Why doesn’t Netflix crash? . . . Data Processing in Motion
It’s that time! Our favourite web series has just been released on a streaming platform. Millions of users are waiting for it. Everyone starts streaming the moment it is available. But the platform can’t handle the millions of requests and crashes. The same doesn’t happen with Netflix – does it? Why doesn’t Netflix crash?
In 2018 Netflix managed 1.2 trillion records in a day, equal to 7 petabytes. A platform like Netflix can drive such traffic with no hiccups, thanks to its well-matured IT team, who designed and implemented metadata streaming using Kafka that handles millions of records per second.
Kafka is horizontally scalable and can be scaled to hundreds of clusters; a well-tuned Kafka can handle trillions of data records. This data is almost equivalent to multi Petabytes.
What is Kafka, and why is it so popular?
Kafka is a distributed event store and stream-processing platform. It is an open-source system maintained under the Apache Software Foundation and provides a unified, high-throughput, low-latency platform for the real-time handling of data feeds.
Kafka can connect to external systems to import-export data via Kafka connect. It works on the mechanism of Publish and Subscribes, based on the commit log. It allows users to subscribe and publish data to various systems or real-time applications.
Kafka delivers messages at network limited throughput using a cluster of machines with latencies as low as 2ms. It is highly scalable up to a thousand brokers, trillions of messages per day, petabytes of data, and hundreds of thousands of partitions.
A few organisations using Kafka are Netflix, LinkedIn and Uber.
Background
Kafka was originally developed at LinkedIn and subsequently open-sourced in early 2011. Jay Kreps, Neha Narkhede and Jun Rao helped co-create Kafka through the Apache Incubator program, with its graduation from the program occurring on 23 October 2012.
Jay Kreps named the software after the author Franz Kafka because it is “a system optimised for writing”, and he liked Kafka’s work.
Third Generation Kafka
In addition to Apache Kafka, a fully managed Kafka platform is provided from Confluent. This means we now have three generations of Kafka;
- The first generation is open-source Apache Kafka, launched in 2010.
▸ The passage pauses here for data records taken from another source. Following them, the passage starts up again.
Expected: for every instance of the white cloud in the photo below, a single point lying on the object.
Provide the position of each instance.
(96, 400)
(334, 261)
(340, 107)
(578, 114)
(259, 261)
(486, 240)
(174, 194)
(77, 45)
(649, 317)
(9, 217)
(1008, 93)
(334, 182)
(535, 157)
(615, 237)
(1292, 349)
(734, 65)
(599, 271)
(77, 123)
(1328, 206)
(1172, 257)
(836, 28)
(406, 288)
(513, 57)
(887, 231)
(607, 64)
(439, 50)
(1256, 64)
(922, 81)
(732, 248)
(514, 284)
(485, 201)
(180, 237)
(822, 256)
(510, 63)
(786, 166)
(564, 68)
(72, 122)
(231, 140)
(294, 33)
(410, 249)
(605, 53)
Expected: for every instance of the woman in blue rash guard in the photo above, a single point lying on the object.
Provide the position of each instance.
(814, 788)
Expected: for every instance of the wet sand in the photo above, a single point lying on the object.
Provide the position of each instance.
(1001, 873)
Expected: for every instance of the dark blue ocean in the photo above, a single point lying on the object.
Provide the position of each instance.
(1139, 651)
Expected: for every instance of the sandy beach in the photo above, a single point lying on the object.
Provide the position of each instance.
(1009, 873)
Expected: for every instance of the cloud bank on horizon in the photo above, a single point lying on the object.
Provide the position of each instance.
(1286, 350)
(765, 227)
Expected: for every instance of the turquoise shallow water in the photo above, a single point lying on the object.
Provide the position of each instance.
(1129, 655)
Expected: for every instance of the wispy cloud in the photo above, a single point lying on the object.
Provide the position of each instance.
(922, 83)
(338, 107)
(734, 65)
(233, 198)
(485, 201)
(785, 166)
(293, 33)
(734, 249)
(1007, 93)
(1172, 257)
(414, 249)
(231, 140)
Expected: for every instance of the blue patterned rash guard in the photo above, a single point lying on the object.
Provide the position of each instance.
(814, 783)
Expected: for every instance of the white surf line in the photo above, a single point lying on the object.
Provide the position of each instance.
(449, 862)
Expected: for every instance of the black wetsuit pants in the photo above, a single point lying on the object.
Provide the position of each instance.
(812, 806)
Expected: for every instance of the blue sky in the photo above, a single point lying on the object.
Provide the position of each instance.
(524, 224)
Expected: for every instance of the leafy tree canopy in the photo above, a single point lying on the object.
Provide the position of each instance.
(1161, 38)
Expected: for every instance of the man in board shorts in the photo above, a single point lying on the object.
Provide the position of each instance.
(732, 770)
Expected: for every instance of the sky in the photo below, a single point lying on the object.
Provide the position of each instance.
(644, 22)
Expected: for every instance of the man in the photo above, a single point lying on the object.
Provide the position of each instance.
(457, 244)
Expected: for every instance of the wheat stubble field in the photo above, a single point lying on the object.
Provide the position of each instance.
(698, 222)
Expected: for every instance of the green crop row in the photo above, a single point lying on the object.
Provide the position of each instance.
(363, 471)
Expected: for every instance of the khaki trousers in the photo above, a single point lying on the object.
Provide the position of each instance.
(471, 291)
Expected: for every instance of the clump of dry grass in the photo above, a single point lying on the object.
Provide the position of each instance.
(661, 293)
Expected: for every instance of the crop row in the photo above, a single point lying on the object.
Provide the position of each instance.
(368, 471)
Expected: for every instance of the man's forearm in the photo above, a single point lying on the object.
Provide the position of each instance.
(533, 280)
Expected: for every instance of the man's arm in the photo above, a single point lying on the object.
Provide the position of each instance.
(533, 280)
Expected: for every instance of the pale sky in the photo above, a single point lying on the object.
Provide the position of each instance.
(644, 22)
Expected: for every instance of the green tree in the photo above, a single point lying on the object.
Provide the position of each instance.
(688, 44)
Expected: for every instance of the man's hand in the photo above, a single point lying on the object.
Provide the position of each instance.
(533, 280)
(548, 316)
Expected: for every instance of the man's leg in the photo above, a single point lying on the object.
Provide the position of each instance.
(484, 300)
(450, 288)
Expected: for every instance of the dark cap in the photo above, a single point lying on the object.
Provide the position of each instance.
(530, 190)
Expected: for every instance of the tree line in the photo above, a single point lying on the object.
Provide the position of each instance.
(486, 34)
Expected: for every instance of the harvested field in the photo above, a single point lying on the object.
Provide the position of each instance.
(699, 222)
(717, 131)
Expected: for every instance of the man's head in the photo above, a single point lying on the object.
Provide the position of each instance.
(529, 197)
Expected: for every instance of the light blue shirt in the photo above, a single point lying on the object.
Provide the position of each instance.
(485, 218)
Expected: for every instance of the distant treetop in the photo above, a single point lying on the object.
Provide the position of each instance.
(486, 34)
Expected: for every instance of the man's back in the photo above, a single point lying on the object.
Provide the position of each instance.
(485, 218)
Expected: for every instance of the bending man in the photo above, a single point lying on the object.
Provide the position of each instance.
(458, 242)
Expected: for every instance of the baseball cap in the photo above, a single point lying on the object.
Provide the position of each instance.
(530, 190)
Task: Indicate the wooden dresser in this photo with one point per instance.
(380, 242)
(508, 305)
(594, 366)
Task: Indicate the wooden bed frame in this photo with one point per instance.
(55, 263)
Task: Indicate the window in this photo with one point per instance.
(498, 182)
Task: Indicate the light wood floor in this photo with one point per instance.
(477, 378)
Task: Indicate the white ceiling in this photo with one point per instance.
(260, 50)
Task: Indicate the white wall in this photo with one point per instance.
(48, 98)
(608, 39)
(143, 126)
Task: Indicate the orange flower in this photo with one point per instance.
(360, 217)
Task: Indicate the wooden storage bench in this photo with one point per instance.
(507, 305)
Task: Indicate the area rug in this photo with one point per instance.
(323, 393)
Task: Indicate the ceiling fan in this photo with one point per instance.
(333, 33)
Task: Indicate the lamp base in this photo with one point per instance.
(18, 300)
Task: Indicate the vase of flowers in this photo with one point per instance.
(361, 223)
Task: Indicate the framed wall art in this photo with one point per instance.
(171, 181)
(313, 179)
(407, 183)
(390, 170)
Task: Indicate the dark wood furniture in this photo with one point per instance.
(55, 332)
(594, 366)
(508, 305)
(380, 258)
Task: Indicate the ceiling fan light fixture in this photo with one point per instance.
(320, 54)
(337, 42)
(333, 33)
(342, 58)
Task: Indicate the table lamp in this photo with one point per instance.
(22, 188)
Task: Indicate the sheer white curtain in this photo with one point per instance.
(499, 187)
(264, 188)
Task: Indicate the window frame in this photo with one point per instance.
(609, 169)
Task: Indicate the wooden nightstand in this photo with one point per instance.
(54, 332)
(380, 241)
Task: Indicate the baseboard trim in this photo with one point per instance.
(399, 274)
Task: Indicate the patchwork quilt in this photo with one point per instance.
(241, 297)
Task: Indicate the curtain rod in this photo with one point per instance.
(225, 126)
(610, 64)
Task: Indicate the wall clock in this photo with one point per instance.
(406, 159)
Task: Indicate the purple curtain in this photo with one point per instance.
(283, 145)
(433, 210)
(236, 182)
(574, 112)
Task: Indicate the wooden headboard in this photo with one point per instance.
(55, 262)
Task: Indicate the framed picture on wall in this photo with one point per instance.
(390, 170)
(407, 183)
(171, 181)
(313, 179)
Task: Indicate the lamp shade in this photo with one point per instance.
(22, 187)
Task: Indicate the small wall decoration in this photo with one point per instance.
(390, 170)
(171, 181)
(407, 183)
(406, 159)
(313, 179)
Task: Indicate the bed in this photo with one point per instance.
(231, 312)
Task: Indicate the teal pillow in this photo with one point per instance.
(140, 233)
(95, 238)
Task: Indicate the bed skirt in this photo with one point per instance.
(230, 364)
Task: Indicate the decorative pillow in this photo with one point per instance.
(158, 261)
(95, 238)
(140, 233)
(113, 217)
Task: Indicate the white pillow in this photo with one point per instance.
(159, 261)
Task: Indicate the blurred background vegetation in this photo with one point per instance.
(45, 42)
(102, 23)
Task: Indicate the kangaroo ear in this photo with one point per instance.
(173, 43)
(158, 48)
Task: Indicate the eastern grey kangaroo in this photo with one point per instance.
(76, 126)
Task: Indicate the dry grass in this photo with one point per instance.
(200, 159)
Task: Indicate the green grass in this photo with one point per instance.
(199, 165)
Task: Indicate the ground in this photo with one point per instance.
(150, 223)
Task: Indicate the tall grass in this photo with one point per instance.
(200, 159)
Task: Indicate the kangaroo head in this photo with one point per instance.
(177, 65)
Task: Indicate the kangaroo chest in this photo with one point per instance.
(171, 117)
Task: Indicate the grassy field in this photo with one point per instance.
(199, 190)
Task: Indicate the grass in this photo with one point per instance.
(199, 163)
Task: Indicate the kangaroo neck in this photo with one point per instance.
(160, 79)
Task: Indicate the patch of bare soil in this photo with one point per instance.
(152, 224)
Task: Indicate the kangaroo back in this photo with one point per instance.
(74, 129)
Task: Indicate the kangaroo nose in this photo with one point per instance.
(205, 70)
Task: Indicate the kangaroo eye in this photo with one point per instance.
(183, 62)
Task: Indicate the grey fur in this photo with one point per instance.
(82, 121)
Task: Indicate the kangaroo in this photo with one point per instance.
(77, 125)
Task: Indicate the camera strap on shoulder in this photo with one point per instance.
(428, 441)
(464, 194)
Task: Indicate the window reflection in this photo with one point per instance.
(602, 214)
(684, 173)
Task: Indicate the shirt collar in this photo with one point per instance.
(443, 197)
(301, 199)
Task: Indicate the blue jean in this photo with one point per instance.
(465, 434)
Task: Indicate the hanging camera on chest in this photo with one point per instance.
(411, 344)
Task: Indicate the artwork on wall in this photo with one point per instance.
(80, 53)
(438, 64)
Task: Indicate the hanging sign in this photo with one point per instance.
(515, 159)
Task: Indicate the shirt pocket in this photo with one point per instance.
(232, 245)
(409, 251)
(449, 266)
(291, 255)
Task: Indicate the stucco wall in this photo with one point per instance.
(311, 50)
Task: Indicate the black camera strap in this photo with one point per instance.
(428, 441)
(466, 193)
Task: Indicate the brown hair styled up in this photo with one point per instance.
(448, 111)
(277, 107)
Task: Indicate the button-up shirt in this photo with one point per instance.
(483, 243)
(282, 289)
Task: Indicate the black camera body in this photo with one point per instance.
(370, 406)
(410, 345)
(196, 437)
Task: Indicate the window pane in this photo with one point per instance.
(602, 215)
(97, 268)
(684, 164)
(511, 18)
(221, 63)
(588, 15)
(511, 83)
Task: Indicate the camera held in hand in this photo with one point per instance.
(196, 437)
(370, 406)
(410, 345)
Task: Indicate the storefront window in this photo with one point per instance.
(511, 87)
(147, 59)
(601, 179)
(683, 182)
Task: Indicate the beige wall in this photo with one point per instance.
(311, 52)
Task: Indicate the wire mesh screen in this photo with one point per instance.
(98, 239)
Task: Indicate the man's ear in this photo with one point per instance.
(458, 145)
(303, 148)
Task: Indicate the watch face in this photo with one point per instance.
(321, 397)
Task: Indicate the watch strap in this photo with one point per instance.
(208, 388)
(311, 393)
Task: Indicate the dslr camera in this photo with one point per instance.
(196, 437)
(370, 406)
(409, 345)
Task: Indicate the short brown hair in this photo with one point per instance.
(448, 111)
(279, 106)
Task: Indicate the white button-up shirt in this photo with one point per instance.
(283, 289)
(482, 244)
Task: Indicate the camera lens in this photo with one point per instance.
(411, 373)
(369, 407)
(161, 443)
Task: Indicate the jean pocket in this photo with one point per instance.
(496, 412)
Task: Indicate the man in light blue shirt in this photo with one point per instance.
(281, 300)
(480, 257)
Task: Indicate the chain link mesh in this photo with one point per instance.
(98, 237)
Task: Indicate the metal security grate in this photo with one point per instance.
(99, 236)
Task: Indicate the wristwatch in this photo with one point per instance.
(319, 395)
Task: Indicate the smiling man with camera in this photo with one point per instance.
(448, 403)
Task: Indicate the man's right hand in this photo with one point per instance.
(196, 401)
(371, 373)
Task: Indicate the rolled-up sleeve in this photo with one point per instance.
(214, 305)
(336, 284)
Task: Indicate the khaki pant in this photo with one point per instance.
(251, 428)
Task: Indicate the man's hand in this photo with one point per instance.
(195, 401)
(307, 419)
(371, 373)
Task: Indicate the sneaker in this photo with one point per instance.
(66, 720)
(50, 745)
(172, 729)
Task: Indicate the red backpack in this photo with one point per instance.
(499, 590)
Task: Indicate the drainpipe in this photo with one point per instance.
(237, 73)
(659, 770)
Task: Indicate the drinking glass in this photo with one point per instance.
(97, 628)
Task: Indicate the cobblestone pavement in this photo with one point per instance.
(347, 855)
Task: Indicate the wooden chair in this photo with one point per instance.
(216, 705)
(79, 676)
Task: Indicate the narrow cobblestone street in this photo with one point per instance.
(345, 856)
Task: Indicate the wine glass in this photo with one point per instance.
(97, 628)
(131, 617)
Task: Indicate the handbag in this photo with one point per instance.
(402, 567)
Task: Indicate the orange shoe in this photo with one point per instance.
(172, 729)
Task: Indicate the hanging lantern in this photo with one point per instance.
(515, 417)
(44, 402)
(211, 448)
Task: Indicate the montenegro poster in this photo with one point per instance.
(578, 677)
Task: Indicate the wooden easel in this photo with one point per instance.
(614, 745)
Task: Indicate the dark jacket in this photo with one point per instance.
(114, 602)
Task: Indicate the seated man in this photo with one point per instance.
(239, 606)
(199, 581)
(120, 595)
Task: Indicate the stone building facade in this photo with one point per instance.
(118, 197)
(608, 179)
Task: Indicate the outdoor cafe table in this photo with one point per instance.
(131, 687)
- The same team formed Confluent Kafka in 2014, a fully managed Kafka platform.
- Later Confluent team came up with an on-cloud solution that is a fully managed Kafka and infra services where the customer can relieve themselves of mundane operational work and focus on delivering business values. Confluent expands the benefits of Kafka with enterprise-grade features while removing the burden of Kafka management or monitoring.
Today, over 80% of the Fortune 100 are powered by data streaming technology – and the majority of those leverage Confluent.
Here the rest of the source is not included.